S.C. may soon stand for "school choice." A plan to help low-income and disabled students attend the school of their family's choosing moved closer to becoming law in South Carolina last week, emerging from the State Senate Finance Committee by a voice vote. The proposal has already passed the House. It offers tax credit-funded scholarships to low income and disabled students whose parents elect to send them to private schools or transfer them among different public schools. The models for House Bill 4894 are similar programs already operating in Florida, Georgia, Pennsylvania, and Arizona. Two-dozen states now provide some type of program to expand choices among different types of K-12 schools. The bill has opposition. Lobbyists for the School Boards Association (SCSBA) and School Administrators Associations (SCASA) say the bill could hurt education in South Carolina, though it's hard to see how much worse things could get.
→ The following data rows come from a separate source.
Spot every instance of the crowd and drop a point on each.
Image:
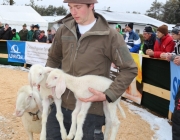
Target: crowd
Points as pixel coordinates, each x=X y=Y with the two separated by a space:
x=34 y=34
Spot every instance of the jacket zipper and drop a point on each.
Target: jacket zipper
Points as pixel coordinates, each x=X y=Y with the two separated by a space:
x=118 y=56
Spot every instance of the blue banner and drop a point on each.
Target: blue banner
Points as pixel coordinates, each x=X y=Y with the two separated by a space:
x=16 y=51
x=175 y=82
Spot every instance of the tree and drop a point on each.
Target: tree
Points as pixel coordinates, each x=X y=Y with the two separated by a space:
x=155 y=10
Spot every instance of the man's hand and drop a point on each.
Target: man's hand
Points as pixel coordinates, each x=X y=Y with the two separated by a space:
x=177 y=60
x=97 y=96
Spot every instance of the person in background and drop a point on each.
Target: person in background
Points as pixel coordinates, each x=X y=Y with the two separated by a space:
x=30 y=33
x=164 y=43
x=49 y=36
x=36 y=33
x=15 y=35
x=23 y=33
x=42 y=37
x=132 y=39
x=149 y=39
x=6 y=33
x=85 y=44
x=119 y=29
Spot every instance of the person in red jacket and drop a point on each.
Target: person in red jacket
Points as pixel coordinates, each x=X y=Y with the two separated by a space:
x=164 y=43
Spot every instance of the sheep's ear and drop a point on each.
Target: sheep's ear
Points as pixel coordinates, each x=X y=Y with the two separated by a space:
x=30 y=79
x=60 y=88
x=47 y=69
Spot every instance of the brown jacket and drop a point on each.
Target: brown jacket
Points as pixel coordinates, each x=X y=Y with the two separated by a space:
x=92 y=54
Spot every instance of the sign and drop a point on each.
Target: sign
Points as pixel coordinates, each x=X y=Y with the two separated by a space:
x=36 y=53
x=175 y=82
x=16 y=51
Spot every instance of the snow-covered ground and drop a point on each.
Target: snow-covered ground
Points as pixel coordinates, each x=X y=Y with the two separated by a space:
x=160 y=125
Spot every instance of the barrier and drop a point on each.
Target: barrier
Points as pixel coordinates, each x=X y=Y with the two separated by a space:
x=155 y=77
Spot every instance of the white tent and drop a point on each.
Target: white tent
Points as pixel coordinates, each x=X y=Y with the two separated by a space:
x=16 y=16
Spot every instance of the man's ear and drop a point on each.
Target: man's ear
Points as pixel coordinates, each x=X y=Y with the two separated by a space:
x=60 y=88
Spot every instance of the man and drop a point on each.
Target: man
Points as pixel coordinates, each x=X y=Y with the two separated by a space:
x=23 y=33
x=42 y=37
x=164 y=43
x=85 y=44
x=132 y=39
x=30 y=33
x=6 y=33
x=149 y=39
x=119 y=29
x=36 y=33
x=15 y=36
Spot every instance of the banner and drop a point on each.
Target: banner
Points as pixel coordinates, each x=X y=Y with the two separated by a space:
x=175 y=82
x=36 y=53
x=134 y=92
x=16 y=51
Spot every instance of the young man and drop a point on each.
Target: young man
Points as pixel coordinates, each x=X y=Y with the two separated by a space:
x=23 y=33
x=132 y=39
x=164 y=43
x=85 y=44
x=149 y=39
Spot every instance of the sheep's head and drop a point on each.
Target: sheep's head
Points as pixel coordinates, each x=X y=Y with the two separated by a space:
x=55 y=80
x=25 y=101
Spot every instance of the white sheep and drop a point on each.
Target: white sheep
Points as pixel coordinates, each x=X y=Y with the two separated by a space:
x=37 y=77
x=79 y=86
x=27 y=106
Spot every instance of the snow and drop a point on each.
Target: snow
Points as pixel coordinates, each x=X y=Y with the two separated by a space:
x=159 y=125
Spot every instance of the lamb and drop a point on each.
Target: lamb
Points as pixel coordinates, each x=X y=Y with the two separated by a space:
x=79 y=86
x=28 y=106
x=37 y=76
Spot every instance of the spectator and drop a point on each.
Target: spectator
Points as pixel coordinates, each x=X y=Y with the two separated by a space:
x=36 y=32
x=15 y=35
x=42 y=37
x=164 y=43
x=30 y=33
x=85 y=44
x=6 y=33
x=132 y=39
x=23 y=33
x=49 y=37
x=119 y=29
x=149 y=39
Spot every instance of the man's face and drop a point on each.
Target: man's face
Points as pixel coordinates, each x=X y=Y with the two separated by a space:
x=159 y=34
x=175 y=36
x=146 y=36
x=81 y=12
x=128 y=29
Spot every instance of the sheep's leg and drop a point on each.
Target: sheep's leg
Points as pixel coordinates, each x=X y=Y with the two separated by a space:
x=45 y=103
x=114 y=119
x=80 y=120
x=107 y=120
x=60 y=118
x=30 y=135
x=72 y=131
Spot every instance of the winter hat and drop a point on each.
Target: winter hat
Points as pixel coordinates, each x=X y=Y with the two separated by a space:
x=175 y=30
x=163 y=29
x=148 y=29
x=81 y=1
x=24 y=25
x=130 y=25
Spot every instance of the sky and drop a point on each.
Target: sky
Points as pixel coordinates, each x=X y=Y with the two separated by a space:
x=115 y=5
The American Legislative Exchange Council recently ranked South Carolina 50th (out of 51, including the District of Columbia) in its annual scorecard of state education systems. School choice may be just what South Carolina--and the rest of the nation--needs.
Keepin' it Sweet. Sunday, June 3, is the Sixth Annual Say Something Nice Sunday. According to a press release announcing the event, "The congregation of First Baptist Church Charleston [S.C.], the oldest Baptist congregation in the South, passed a resolution calling for at least one day when Christians would not say anything derogatory toward any other Christian or Christian body, but instead would say only nice things." Other churches followed in subsequent years, and Say Something Nice Sunday became a national event. Now, I'm all for celebrating the good, the true, and the beautiful, but are we supposed to just walk past evil, falsehood, and ugliness without saying a word? Say Something Nice Sunday reminds me of a scene from Flannery O'Connor's Wise Blood, a satire of modern religion. A con artist named Hoover Shoats renames himself Onnie Jay Holy and becomes a charlatan prosperity preacher. He utters one of the most memorable lines in that now classic novel: "If you want to get anywhere in religion, you got to keep it sweet."